Atualmente, os agricultores do Quilombo Campo Grande cultivam mais de 150 produtos, como café, goiaba, milho e outros orgânicos. No evento em defesa da reforma agrária, alguns vendiam, na feira do espaço, os alimentos cultivados.
Nilson Borges mora no acampamento há 15 anos. Ele acredita que, com os decretos assinados por Lula, terá mais facilidade em produzir. “A dificuldade em produzir sendo acampado é que a gente não consegue acessar as linhas de crédito rurais. Agora, com certeza isso vai melhorar”, diz.
No evento desta sexta-feira, Lula assinará sete decretos de interesse social para fins de reforma agrária, somando 13.307 hectares e R$ 189 milhões em investimentos, com potencial de atender cerca de 800 famílias. Além dos decretos, o presidente anunciará as entregas e atos do programa Terra da Gente, que destinará 12.297 lotes para famílias acampadas em 138 assentamentos rurais, totalizando 385 mil hectares espalhados em 24 estados do país.

Moradora da área há 20 anos, a agricultora Fátima Meira planta milho e cria galinhas num lote onde ainda não há energia elétrica nem água encanada. “Para nós, representa muito esse decreto”, celebra. “Vai facilitar o acesso aos projetos, à água e à luz”, diz.
Ela mora no assentamento Nova Conquista II. “Por que esse nome? A gente foi despejado várias vezes, então foi uma vitória quando a gente conquistou aquele espaço lá”, conta.
Famílias viveram despejos violentos
Em 2009, a família de Tata passou pelo primeiro despejo ilegal, quando foi retirada com violência das terras ocupadas na região. “Esse despejo veio de uma forma muito agressiva, derrubando todas as nossas casas, árvores que estavam plantadas há mais de 20 anos, matando animais”, lembra.
Ela tinha sete anos quando viu um dos policiais matar sua cachorra de estimação. “O policial chutou a porta da minha casa. Na ideia de proteger, a cachorra mordeu ele. Ele deu um tiro na cabeça dela, na frente de todo mundo”, lembra.
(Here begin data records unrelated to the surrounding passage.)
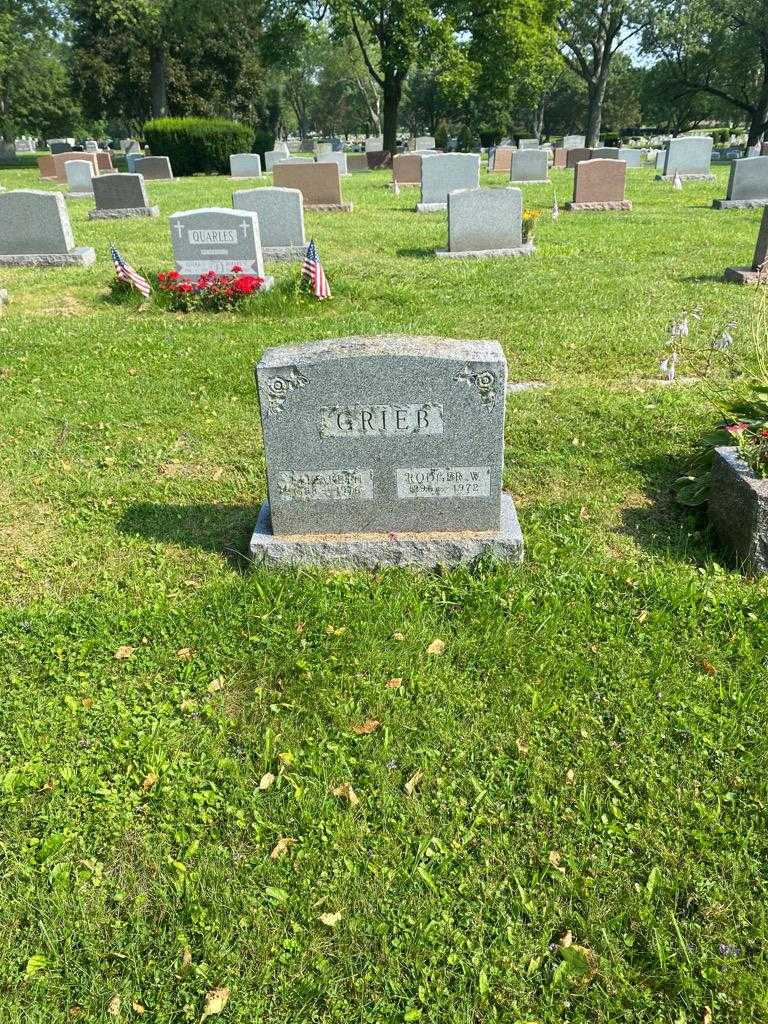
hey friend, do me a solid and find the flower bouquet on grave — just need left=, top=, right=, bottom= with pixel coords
left=522, top=209, right=541, bottom=243
left=155, top=264, right=266, bottom=313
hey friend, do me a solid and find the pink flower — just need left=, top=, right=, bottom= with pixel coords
left=726, top=422, right=749, bottom=435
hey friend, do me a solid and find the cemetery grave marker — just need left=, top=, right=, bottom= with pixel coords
left=50, top=151, right=100, bottom=183
left=392, top=153, right=422, bottom=187
left=618, top=148, right=642, bottom=168
left=510, top=149, right=548, bottom=183
left=230, top=153, right=263, bottom=179
left=489, top=147, right=514, bottom=174
left=169, top=207, right=272, bottom=287
left=96, top=152, right=114, bottom=172
left=134, top=156, right=173, bottom=180
left=591, top=147, right=620, bottom=160
left=436, top=187, right=533, bottom=259
left=563, top=135, right=586, bottom=149
left=250, top=335, right=523, bottom=567
left=365, top=136, right=384, bottom=152
left=316, top=151, right=349, bottom=176
left=347, top=154, right=370, bottom=173
left=713, top=157, right=768, bottom=209
left=0, top=189, right=95, bottom=267
left=657, top=136, right=714, bottom=180
left=566, top=147, right=593, bottom=169
left=417, top=153, right=480, bottom=212
left=65, top=159, right=95, bottom=197
left=273, top=162, right=352, bottom=211
left=89, top=173, right=159, bottom=220
left=709, top=446, right=768, bottom=575
left=518, top=139, right=539, bottom=150
left=232, top=186, right=307, bottom=260
left=724, top=206, right=768, bottom=284
left=567, top=158, right=631, bottom=211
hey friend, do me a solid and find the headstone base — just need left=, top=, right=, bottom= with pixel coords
left=724, top=266, right=768, bottom=284
left=655, top=173, right=715, bottom=182
left=231, top=176, right=264, bottom=181
left=88, top=205, right=160, bottom=220
left=435, top=241, right=534, bottom=259
left=304, top=203, right=353, bottom=212
left=390, top=181, right=420, bottom=188
left=249, top=493, right=524, bottom=568
left=712, top=198, right=768, bottom=210
left=263, top=244, right=308, bottom=262
left=416, top=203, right=447, bottom=213
left=509, top=179, right=549, bottom=185
left=0, top=247, right=96, bottom=268
left=709, top=446, right=768, bottom=574
left=565, top=200, right=632, bottom=211
left=66, top=192, right=94, bottom=200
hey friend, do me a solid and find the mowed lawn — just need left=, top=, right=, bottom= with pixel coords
left=2, top=156, right=768, bottom=1023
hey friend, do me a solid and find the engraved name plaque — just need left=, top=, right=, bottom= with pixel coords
left=320, top=404, right=443, bottom=438
left=396, top=466, right=491, bottom=499
left=278, top=468, right=374, bottom=501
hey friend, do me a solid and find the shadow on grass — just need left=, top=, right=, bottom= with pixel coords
left=614, top=453, right=714, bottom=565
left=396, top=247, right=436, bottom=259
left=118, top=502, right=257, bottom=572
left=678, top=273, right=727, bottom=285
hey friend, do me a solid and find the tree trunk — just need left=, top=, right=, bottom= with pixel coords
left=150, top=47, right=168, bottom=118
left=382, top=73, right=402, bottom=153
left=585, top=70, right=609, bottom=147
left=533, top=97, right=546, bottom=140
left=747, top=67, right=768, bottom=145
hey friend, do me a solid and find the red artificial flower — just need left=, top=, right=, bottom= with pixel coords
left=231, top=265, right=243, bottom=273
left=157, top=271, right=166, bottom=282
left=167, top=270, right=181, bottom=280
left=726, top=422, right=749, bottom=435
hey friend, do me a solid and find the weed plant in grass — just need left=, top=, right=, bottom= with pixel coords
left=1, top=161, right=767, bottom=1022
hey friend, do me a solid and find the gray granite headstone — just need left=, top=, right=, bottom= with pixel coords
left=232, top=186, right=306, bottom=260
left=655, top=149, right=665, bottom=172
left=65, top=159, right=94, bottom=195
left=714, top=156, right=768, bottom=208
left=563, top=135, right=586, bottom=150
left=418, top=153, right=480, bottom=211
left=510, top=149, right=548, bottom=182
left=709, top=447, right=768, bottom=574
left=264, top=150, right=284, bottom=172
left=414, top=136, right=436, bottom=151
left=250, top=335, right=523, bottom=566
left=518, top=139, right=539, bottom=150
left=230, top=153, right=262, bottom=178
left=134, top=156, right=173, bottom=180
left=436, top=187, right=531, bottom=258
left=591, top=147, right=620, bottom=160
left=724, top=206, right=768, bottom=283
left=89, top=173, right=158, bottom=219
left=618, top=148, right=642, bottom=167
left=169, top=207, right=268, bottom=279
left=661, top=136, right=713, bottom=178
left=316, top=151, right=349, bottom=175
left=0, top=189, right=95, bottom=266
left=365, top=136, right=384, bottom=152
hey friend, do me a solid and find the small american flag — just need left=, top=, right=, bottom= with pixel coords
left=111, top=244, right=151, bottom=298
left=301, top=239, right=331, bottom=300
left=673, top=171, right=683, bottom=190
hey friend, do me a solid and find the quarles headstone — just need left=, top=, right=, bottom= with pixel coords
left=169, top=207, right=271, bottom=285
left=250, top=335, right=524, bottom=567
left=713, top=156, right=768, bottom=209
left=89, top=173, right=159, bottom=219
left=232, top=186, right=307, bottom=260
left=0, top=189, right=95, bottom=267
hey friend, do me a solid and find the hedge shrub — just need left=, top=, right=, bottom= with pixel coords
left=142, top=118, right=255, bottom=176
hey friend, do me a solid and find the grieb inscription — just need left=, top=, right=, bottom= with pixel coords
left=320, top=404, right=443, bottom=438
left=278, top=468, right=374, bottom=501
left=396, top=466, right=491, bottom=499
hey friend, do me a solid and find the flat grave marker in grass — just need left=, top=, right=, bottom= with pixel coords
left=250, top=334, right=523, bottom=567
left=0, top=188, right=95, bottom=267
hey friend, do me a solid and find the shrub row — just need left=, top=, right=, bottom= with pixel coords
left=143, top=118, right=271, bottom=176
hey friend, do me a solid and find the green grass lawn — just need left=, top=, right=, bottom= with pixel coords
left=2, top=157, right=768, bottom=1023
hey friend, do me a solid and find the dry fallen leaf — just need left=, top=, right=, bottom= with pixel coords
left=703, top=1008, right=713, bottom=1024
left=201, top=986, right=230, bottom=1020
left=560, top=929, right=573, bottom=948
left=270, top=837, right=295, bottom=860
left=141, top=771, right=159, bottom=792
left=319, top=911, right=342, bottom=927
left=352, top=720, right=380, bottom=735
left=638, top=609, right=649, bottom=624
left=181, top=947, right=193, bottom=969
left=114, top=645, right=135, bottom=660
left=176, top=647, right=193, bottom=660
left=81, top=697, right=94, bottom=709
left=565, top=768, right=575, bottom=785
left=207, top=677, right=225, bottom=694
left=426, top=639, right=445, bottom=656
left=258, top=772, right=276, bottom=791
left=131, top=1003, right=145, bottom=1015
left=385, top=677, right=402, bottom=689
left=697, top=657, right=717, bottom=676
left=548, top=850, right=566, bottom=874
left=393, top=631, right=406, bottom=641
left=404, top=770, right=424, bottom=797
left=332, top=782, right=359, bottom=806
left=107, top=994, right=121, bottom=1017
left=516, top=737, right=529, bottom=754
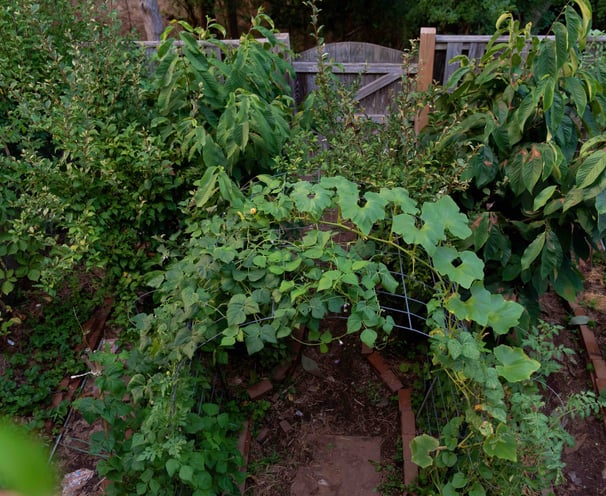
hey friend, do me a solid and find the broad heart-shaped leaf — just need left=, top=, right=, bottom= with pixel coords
left=378, top=187, right=418, bottom=214
left=432, top=246, right=484, bottom=289
left=410, top=434, right=439, bottom=468
left=482, top=423, right=517, bottom=462
left=392, top=213, right=437, bottom=254
left=290, top=181, right=334, bottom=219
left=226, top=294, right=260, bottom=326
left=337, top=191, right=388, bottom=236
left=576, top=149, right=606, bottom=189
left=360, top=328, right=378, bottom=348
left=494, top=345, right=540, bottom=382
left=422, top=196, right=471, bottom=241
left=445, top=283, right=523, bottom=335
left=392, top=196, right=470, bottom=255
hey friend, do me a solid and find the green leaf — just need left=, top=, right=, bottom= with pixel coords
left=445, top=283, right=523, bottom=334
left=179, top=465, right=194, bottom=483
left=533, top=185, right=557, bottom=211
left=469, top=483, right=487, bottom=496
left=291, top=182, right=333, bottom=218
left=494, top=345, right=540, bottom=382
left=410, top=434, right=439, bottom=468
left=166, top=459, right=179, bottom=477
left=596, top=189, right=606, bottom=235
left=432, top=247, right=484, bottom=289
left=378, top=187, right=418, bottom=214
left=540, top=229, right=563, bottom=280
left=576, top=149, right=606, bottom=189
left=378, top=265, right=399, bottom=293
left=521, top=145, right=544, bottom=193
left=451, top=472, right=467, bottom=489
left=338, top=191, right=388, bottom=236
left=317, top=270, right=341, bottom=291
left=227, top=294, right=259, bottom=326
left=425, top=196, right=472, bottom=240
left=520, top=232, right=545, bottom=271
left=1, top=280, right=14, bottom=295
left=482, top=423, right=517, bottom=461
left=193, top=166, right=220, bottom=208
left=563, top=76, right=587, bottom=116
left=569, top=315, right=590, bottom=325
left=360, top=328, right=377, bottom=348
left=0, top=420, right=56, bottom=496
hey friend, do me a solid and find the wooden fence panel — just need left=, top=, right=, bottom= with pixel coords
left=292, top=42, right=416, bottom=121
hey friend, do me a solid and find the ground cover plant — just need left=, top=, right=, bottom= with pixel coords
left=1, top=0, right=606, bottom=495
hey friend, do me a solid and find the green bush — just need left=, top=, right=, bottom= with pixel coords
left=426, top=0, right=606, bottom=315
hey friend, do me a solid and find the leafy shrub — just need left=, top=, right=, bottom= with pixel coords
left=150, top=11, right=295, bottom=182
left=426, top=0, right=606, bottom=314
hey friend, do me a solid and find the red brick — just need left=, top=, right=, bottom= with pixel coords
left=579, top=326, right=602, bottom=357
left=361, top=343, right=374, bottom=355
left=381, top=371, right=404, bottom=393
left=237, top=419, right=251, bottom=494
left=366, top=351, right=385, bottom=371
left=247, top=379, right=273, bottom=400
left=591, top=359, right=606, bottom=382
left=367, top=352, right=404, bottom=392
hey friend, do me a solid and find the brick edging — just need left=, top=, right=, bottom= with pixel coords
left=363, top=344, right=418, bottom=487
left=568, top=301, right=606, bottom=430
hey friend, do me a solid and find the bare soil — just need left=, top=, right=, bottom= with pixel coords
left=4, top=263, right=606, bottom=496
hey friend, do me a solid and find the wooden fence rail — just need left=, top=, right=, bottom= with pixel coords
left=139, top=29, right=606, bottom=128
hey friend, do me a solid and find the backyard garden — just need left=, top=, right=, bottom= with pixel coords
left=2, top=0, right=606, bottom=495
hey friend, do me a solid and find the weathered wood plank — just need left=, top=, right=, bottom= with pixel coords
left=354, top=71, right=403, bottom=101
left=415, top=27, right=436, bottom=134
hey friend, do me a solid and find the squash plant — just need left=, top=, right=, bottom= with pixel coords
left=79, top=169, right=565, bottom=495
left=428, top=0, right=606, bottom=313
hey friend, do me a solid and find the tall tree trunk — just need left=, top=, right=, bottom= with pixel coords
left=141, top=0, right=164, bottom=41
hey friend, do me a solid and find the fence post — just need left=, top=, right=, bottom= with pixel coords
left=414, top=27, right=436, bottom=135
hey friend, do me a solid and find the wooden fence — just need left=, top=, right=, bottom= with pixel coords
left=139, top=29, right=606, bottom=128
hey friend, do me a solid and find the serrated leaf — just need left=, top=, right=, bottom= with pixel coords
left=494, top=345, right=540, bottom=382
left=576, top=149, right=606, bottom=189
left=533, top=185, right=557, bottom=211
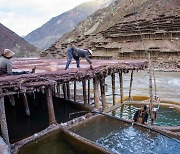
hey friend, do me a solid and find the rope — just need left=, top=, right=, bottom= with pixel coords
left=153, top=68, right=157, bottom=98
left=129, top=0, right=148, bottom=55
left=128, top=0, right=157, bottom=125
left=152, top=68, right=161, bottom=111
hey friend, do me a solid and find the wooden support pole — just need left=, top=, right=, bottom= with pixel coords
left=40, top=86, right=45, bottom=94
left=148, top=52, right=154, bottom=125
left=66, top=83, right=70, bottom=99
left=82, top=80, right=87, bottom=105
left=119, top=70, right=124, bottom=103
left=88, top=79, right=90, bottom=104
left=9, top=95, right=15, bottom=107
left=74, top=81, right=76, bottom=102
left=120, top=105, right=124, bottom=118
left=22, top=93, right=30, bottom=116
left=93, top=78, right=100, bottom=110
left=54, top=85, right=58, bottom=97
left=57, top=83, right=61, bottom=97
left=112, top=73, right=116, bottom=105
left=100, top=77, right=107, bottom=111
left=0, top=96, right=9, bottom=144
left=129, top=70, right=134, bottom=101
left=52, top=86, right=56, bottom=96
left=46, top=86, right=57, bottom=125
left=62, top=83, right=67, bottom=99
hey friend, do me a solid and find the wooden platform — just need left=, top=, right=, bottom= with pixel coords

De 2009 a 2015, a família viveu em acampamentos, “sem energia, morando em barraco de lona, não tendo nem ônibus pra buscar a gente pra ir pra escola”, lembra.
Atualmente, os pais de Tata produzem café e têm uma criação de gado em um dos 13 lotes entregues em 2015 da área desmembrada do Quilombo Campo Grande.
No evento do anúncio do assentamento, na manhã desta sexta, ela distribuía abraços e celebrava junto dos moradores da área, cuja luta acompanha há anos.
“Todo assentamento é uma vitória”, diz. “Só que hoje é uma vitória muito maior. Uma vitória de 459 famílias que estão aqui hoje e mais milhares de pessoas que contribuíram com essa luta. Muita gente morreu na trincheira da luta, muitas pessoas faleceram e não conseguiram ver essa vitória ser conquistada”.
Outras seis áreas estão previstas para a assinatura de decreto de desapropriação. Segundo o Ministério do Desenvolvimento Agrário (MDA), as áreas abrangem mais de 13 mil hectares e estão localizadas em Minas Gerais, Pará, Goiás, Paraná e Rio Grande do Sul.